Todo lo que percibimos de alguien o de algo es justamente lo que conforma su imagen. Esa percepción se convierte en la identidad de aquello que tenemos ante nosotros. Como en una especie de red, nuestro cerebro va tejiendo percepciones acumuladas que nos llevan a formular juicios y opiniones. Esta idea pudiera sonar descabellada, pues efectivamente la imagen que proyectamos es más ajena que propia.

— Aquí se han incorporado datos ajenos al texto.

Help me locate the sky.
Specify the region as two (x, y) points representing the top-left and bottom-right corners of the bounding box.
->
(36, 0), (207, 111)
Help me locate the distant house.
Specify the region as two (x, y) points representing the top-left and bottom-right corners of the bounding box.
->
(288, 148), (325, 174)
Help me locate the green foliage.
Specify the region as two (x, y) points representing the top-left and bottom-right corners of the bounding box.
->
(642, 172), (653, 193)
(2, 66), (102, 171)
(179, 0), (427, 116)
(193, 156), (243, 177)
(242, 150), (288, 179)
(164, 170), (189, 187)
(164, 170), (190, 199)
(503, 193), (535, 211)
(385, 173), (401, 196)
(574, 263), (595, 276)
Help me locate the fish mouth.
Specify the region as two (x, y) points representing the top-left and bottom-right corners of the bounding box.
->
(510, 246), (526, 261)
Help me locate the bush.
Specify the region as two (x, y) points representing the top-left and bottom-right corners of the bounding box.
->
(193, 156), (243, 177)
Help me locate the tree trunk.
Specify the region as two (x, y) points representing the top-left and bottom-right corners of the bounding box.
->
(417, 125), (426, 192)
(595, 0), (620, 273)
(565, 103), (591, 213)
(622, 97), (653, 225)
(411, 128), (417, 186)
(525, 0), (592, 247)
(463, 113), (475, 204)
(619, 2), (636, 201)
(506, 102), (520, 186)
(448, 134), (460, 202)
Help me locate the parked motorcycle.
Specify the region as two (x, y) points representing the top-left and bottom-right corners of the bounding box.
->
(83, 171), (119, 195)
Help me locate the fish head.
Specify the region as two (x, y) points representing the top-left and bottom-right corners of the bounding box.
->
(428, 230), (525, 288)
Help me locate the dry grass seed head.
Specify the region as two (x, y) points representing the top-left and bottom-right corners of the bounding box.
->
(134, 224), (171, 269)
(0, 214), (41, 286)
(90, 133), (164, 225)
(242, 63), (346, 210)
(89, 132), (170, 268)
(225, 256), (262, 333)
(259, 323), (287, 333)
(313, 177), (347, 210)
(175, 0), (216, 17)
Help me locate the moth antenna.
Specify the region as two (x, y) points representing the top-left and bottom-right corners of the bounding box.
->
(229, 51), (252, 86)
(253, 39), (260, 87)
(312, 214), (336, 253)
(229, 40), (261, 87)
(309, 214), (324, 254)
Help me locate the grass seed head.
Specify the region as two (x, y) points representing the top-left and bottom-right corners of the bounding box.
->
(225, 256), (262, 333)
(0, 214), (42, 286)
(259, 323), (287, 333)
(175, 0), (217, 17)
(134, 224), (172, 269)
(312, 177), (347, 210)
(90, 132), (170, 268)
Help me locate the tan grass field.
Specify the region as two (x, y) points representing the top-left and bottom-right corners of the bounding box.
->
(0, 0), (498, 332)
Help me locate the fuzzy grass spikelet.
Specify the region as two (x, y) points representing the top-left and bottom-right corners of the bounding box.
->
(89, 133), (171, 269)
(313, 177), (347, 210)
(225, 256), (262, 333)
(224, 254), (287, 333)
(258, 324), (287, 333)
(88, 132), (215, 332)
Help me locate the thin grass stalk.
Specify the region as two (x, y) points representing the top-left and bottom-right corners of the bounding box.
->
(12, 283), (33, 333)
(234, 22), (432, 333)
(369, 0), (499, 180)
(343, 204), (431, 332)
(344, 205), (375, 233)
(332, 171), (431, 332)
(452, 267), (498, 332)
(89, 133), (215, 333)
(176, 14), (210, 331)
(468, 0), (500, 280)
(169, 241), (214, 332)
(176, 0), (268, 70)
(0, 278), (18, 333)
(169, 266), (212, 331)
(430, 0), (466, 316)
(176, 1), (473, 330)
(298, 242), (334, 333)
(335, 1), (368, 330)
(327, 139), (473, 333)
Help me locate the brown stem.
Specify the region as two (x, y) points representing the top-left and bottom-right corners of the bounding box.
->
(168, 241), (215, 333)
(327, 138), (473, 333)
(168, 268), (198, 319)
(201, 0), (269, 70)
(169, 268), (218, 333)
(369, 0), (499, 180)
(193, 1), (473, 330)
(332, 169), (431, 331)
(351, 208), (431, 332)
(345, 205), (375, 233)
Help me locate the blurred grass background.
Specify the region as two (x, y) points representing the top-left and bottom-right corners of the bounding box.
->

Tenemos pues ante nosotros, quizá la razón principal que en la última década haya una notable proliferación de carreras orientadas a la imagen pública, cursos donde enseñan a vestir, hablar y comportarse adecuadamente de acuerdo a la ocasión, libros que hacen hincapié en las normas de etiqueta ¿y por qué no?, nos señalan el camino al éxito. Sin duda todos estos esfuerzos tienen algo de cierto y de valor. Sin embargo, esta nueva corriente enfocada a estimular a favor nuestra la percepción podría estar llevándonos a fijar nuestros esfuerzos en el empaque por encima del contenido. Hecho que me parece sumamente peligroso en el ya marketizado mundo del que somos parte.
Es básica y oportuna la consultoría pública, lo riesgoso es que la proliferación de la misma nos lleve a estandarizar conceptos como profesionalismo, inteligencia, talento, conocimiento, formalidad y rectitud con aspectos meramente superficiales y olvidarnos que esas cualidades son propias del carácter y surgen como resultado del esfuerzo y la disciplina más que de tu forma de hablar, caminar o vestir.
Si esta corriente continúa su camino reemplazando la preparación integral por sólo la preparación en torno a la proyección, pronto estaremos ante una sociedad donde políticos, maestros, directores de empresas, doctores, representantes, abogados tengan oportunidad de ocupar puestos importantes siempre y cuando su imagen convenza. Y así con cada profesión y oficio todo estará basado en lo que proyectes por sobre lo que eres capaz.